The economists write that the reserves are crucial for Da Afghanistan Bank (DAB), as the central bank is called, to function. And, without an operational central bank, the Afghan economy is not able to work properly, with many unable to receive salaries and the government unable to perform basic monetary duties and limited in paying for imports.
“As economists — and, among us, former central bankers — we are deeply concerned by the compounding economic and humanitarian catastrophes unfolding in Afghanistan, and, in particular, by the role of US policy in driving them,” the letter states. “We write today to urge you to take immediate action to confront this crisis, above all by allowing the central bank of Afghanistan, Da Afghanistan Bank (DAB) to reclaim its international reserves.”

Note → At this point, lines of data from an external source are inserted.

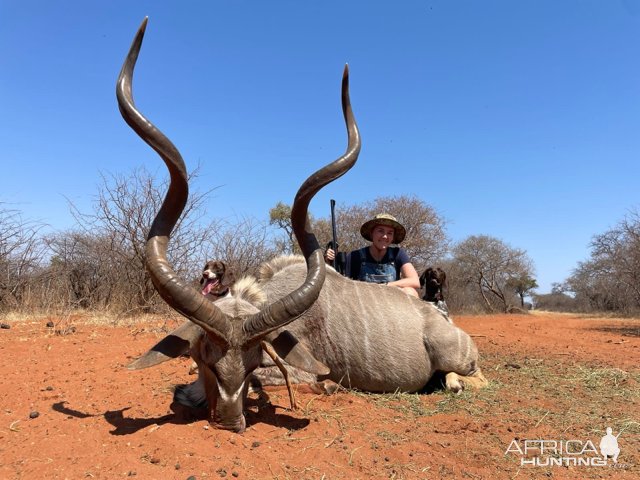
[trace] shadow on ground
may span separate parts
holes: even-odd
[[[295,418],[285,413],[276,413],[276,407],[269,400],[269,396],[260,392],[258,399],[247,399],[247,410],[245,412],[247,418],[247,424],[252,425],[256,423],[266,423],[278,428],[284,428],[287,430],[301,430],[309,425],[308,419]],[[166,423],[172,423],[176,425],[184,425],[198,420],[205,420],[207,418],[207,409],[192,409],[185,411],[184,409],[174,410],[175,405],[171,406],[174,413],[168,415],[162,415],[160,417],[146,417],[146,418],[134,418],[126,417],[124,412],[131,407],[124,407],[119,410],[109,410],[104,413],[86,413],[79,410],[74,410],[66,406],[66,402],[57,402],[52,405],[52,410],[67,417],[73,418],[91,418],[91,417],[104,417],[104,419],[115,427],[109,433],[112,435],[130,435],[139,430],[142,430],[151,425],[163,425]]]

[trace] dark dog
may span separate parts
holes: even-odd
[[[444,302],[443,288],[447,283],[447,274],[440,267],[427,268],[420,275],[420,286],[424,287],[423,300],[427,302]]]
[[[229,287],[235,282],[233,272],[224,262],[209,260],[202,269],[200,286],[202,294],[212,301],[229,295]]]

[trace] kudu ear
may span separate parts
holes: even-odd
[[[147,353],[127,365],[129,370],[141,370],[154,367],[162,362],[189,353],[191,347],[204,335],[204,331],[195,323],[185,322],[169,335],[156,343]]]
[[[288,330],[283,330],[273,340],[267,337],[278,356],[292,367],[315,375],[329,375],[331,370],[324,363],[316,360],[311,352],[301,344]]]

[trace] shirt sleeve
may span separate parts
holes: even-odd
[[[396,255],[396,261],[395,261],[395,265],[396,265],[396,271],[398,272],[398,278],[400,278],[400,270],[402,270],[402,266],[405,263],[410,263],[411,260],[409,260],[409,255],[407,255],[407,252],[405,252],[402,248],[398,249],[398,254]]]

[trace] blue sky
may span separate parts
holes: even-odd
[[[0,202],[65,229],[100,172],[164,174],[114,93],[145,16],[136,103],[210,215],[266,219],[343,152],[345,63],[362,153],[317,216],[417,195],[452,240],[527,250],[544,292],[640,203],[640,0],[2,0]]]

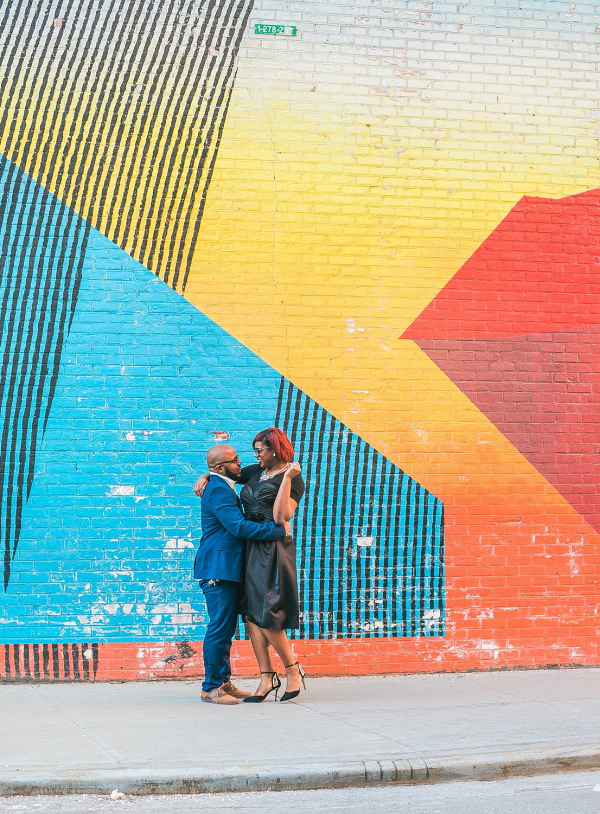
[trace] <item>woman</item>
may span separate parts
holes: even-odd
[[[252,442],[257,463],[242,469],[244,484],[240,499],[249,520],[283,523],[291,520],[304,494],[300,464],[292,463],[294,448],[287,435],[277,427],[259,432]],[[202,475],[194,487],[202,494],[208,475]],[[245,702],[257,703],[281,687],[271,661],[271,647],[285,666],[286,688],[281,697],[289,701],[304,685],[304,670],[295,660],[286,629],[299,626],[296,549],[293,540],[246,542],[246,580],[242,616],[260,668],[260,684]]]
[[[259,432],[254,441],[257,464],[242,469],[244,488],[240,500],[249,520],[283,523],[291,520],[304,494],[300,464],[287,435],[277,427]],[[260,685],[245,702],[263,701],[281,681],[273,670],[271,647],[283,662],[286,688],[281,700],[289,701],[304,684],[304,670],[294,659],[286,628],[299,626],[296,549],[293,541],[248,541],[246,544],[245,596],[242,615],[260,668]]]

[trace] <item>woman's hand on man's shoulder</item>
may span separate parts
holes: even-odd
[[[295,478],[296,475],[299,475],[302,472],[302,467],[300,466],[299,461],[292,461],[288,464],[288,468],[285,470],[285,477],[286,478]]]

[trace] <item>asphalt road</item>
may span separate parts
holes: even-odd
[[[600,771],[493,782],[252,794],[3,797],[2,814],[599,814]]]

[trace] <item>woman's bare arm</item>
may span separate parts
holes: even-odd
[[[206,484],[208,483],[209,477],[210,472],[206,472],[204,475],[200,475],[200,477],[194,484],[194,494],[198,495],[198,497],[202,497],[202,495],[204,494],[204,490],[206,489]]]
[[[294,512],[298,508],[297,502],[290,497],[292,480],[301,472],[300,464],[294,461],[289,465],[281,481],[275,503],[273,505],[273,520],[280,525],[291,520]]]

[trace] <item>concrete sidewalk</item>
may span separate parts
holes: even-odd
[[[256,682],[240,681],[253,689]],[[199,682],[0,686],[0,794],[311,789],[600,768],[600,669],[307,678],[216,707]]]

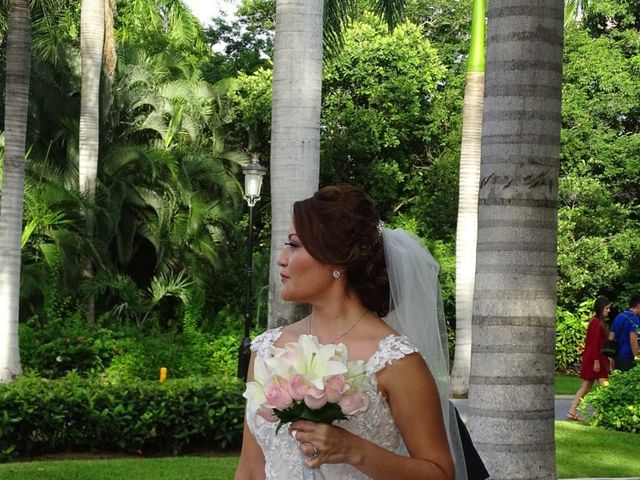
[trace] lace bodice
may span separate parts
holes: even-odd
[[[282,327],[268,330],[256,337],[251,350],[262,358],[267,358],[269,347],[282,334]],[[364,412],[339,423],[341,428],[350,431],[380,447],[396,452],[402,443],[402,437],[391,416],[389,404],[378,390],[376,374],[395,360],[417,352],[409,339],[399,335],[389,335],[378,343],[378,349],[367,360],[365,368],[373,390],[369,392],[369,408]],[[276,435],[277,423],[269,423],[247,411],[247,424],[251,433],[262,447],[265,457],[265,473],[267,480],[284,480],[302,478],[302,457],[297,442],[291,438],[286,428]],[[322,473],[326,480],[366,480],[369,477],[347,464],[322,465]]]

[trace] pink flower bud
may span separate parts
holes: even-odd
[[[338,401],[338,405],[345,415],[355,415],[364,412],[369,407],[369,397],[362,392],[344,395]]]
[[[284,410],[291,405],[291,395],[288,389],[271,384],[264,392],[267,403],[277,410]]]
[[[256,413],[264,418],[267,422],[277,422],[278,417],[273,413],[273,408],[260,407]]]
[[[302,400],[304,398],[304,394],[307,393],[307,389],[309,388],[304,383],[304,379],[300,375],[294,375],[291,377],[288,387],[289,394],[294,400]]]
[[[342,397],[342,394],[347,390],[348,385],[345,382],[344,375],[334,375],[328,378],[325,382],[325,392],[327,394],[327,400],[331,403],[338,403],[338,400]]]
[[[304,396],[304,403],[311,410],[320,410],[327,403],[327,395],[324,393],[324,390],[320,390],[316,387],[309,387]]]

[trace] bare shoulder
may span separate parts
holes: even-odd
[[[298,341],[298,337],[300,337],[300,335],[308,333],[308,325],[309,317],[305,317],[302,320],[285,325],[282,327],[282,334],[280,335],[280,338],[278,338],[276,345],[278,347],[282,347],[286,343]]]
[[[386,365],[378,372],[378,386],[381,391],[389,392],[395,389],[409,389],[435,387],[431,371],[419,352],[404,355],[398,360]]]

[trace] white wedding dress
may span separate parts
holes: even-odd
[[[282,327],[268,330],[256,337],[251,350],[266,359],[269,347],[282,334]],[[404,448],[402,437],[391,416],[391,410],[384,396],[378,391],[376,374],[406,355],[418,352],[409,339],[400,335],[389,335],[380,340],[378,350],[365,364],[366,373],[374,387],[369,393],[369,408],[364,412],[338,422],[336,425],[348,430],[382,448],[392,452],[400,452]],[[302,455],[298,450],[298,442],[283,427],[276,435],[277,423],[270,423],[247,411],[247,424],[254,435],[265,457],[265,473],[267,480],[296,480],[302,478]],[[321,467],[326,480],[366,480],[369,477],[347,464],[325,464]]]

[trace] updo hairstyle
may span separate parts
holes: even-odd
[[[604,320],[604,307],[610,305],[611,302],[604,295],[600,295],[596,298],[596,301],[593,302],[593,312],[596,314],[600,320]]]
[[[349,290],[384,317],[390,292],[379,222],[371,198],[351,185],[324,187],[293,204],[293,224],[307,252],[342,269]]]

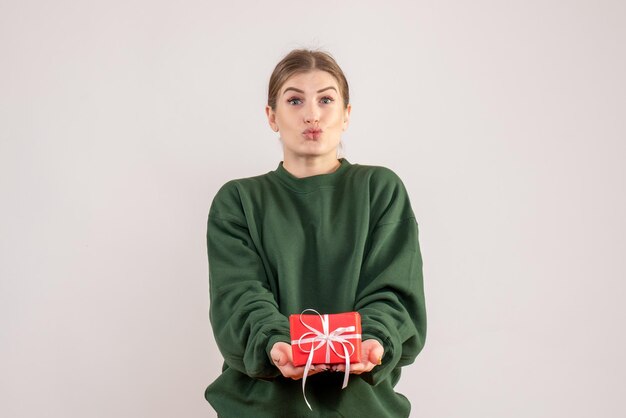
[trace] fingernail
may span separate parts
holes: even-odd
[[[382,357],[378,357],[378,365],[380,366],[381,364],[383,364],[383,358]]]

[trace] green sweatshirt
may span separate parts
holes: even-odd
[[[400,179],[341,160],[333,173],[275,171],[226,183],[208,218],[210,319],[223,373],[205,397],[224,418],[408,417],[393,387],[424,346],[418,228]],[[381,366],[351,375],[282,377],[269,356],[290,342],[288,316],[358,311]]]

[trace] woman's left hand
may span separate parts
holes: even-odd
[[[380,366],[383,360],[385,349],[378,340],[365,340],[361,343],[361,362],[350,365],[350,373],[361,374],[371,371],[374,367]],[[343,372],[346,370],[345,364],[333,364],[331,370]]]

Signers to the letter include the Nobel Prize-winning economist Joseph Stiglitz, Jayati Ghosh, Linda Bilmes; Sir Richard Jolly of the University of Sussex; Dean Baker, Eileen Appelbaum, and Mark Weisbrot of the Center for Economic and Policy Research; and Heidi Shierholtz, Jeff Faux, John Schmitt, and Josh Bivens of the Economic Policy Institute, among many others.
Andrés Arauz, formerly general director for the central bank in Ecuador, also signed the letter. Arauz recently wrote from his experience as a central banker to explain why the reserves are vital to the Afghan central bank’s functioning.
“Without access to its foreign reserves, the central bank of Afghanistan cannot carry out its normal, essential functions,” the letter states. “Without a functioning central bank, the economy of Afghanistan has, predictably, collapsed. The people of Afghanistan have been made to suffer doubly for a government they did not choose. In order to mitigate the humanitarian crisis and set the Afghan economy on a path toward recovery, we urge you to allow DAB to reclaim its international reserves.”
Previously, the UN Secretary-General, leading UN human rights experts, US lawmakers, families of the victims of the September 11 attacks, Afghan women’s groups and feminist leaders, leading human rights organizations, civil society organizations, and others have called for the release of the Afghanistan Central Bank’s assets.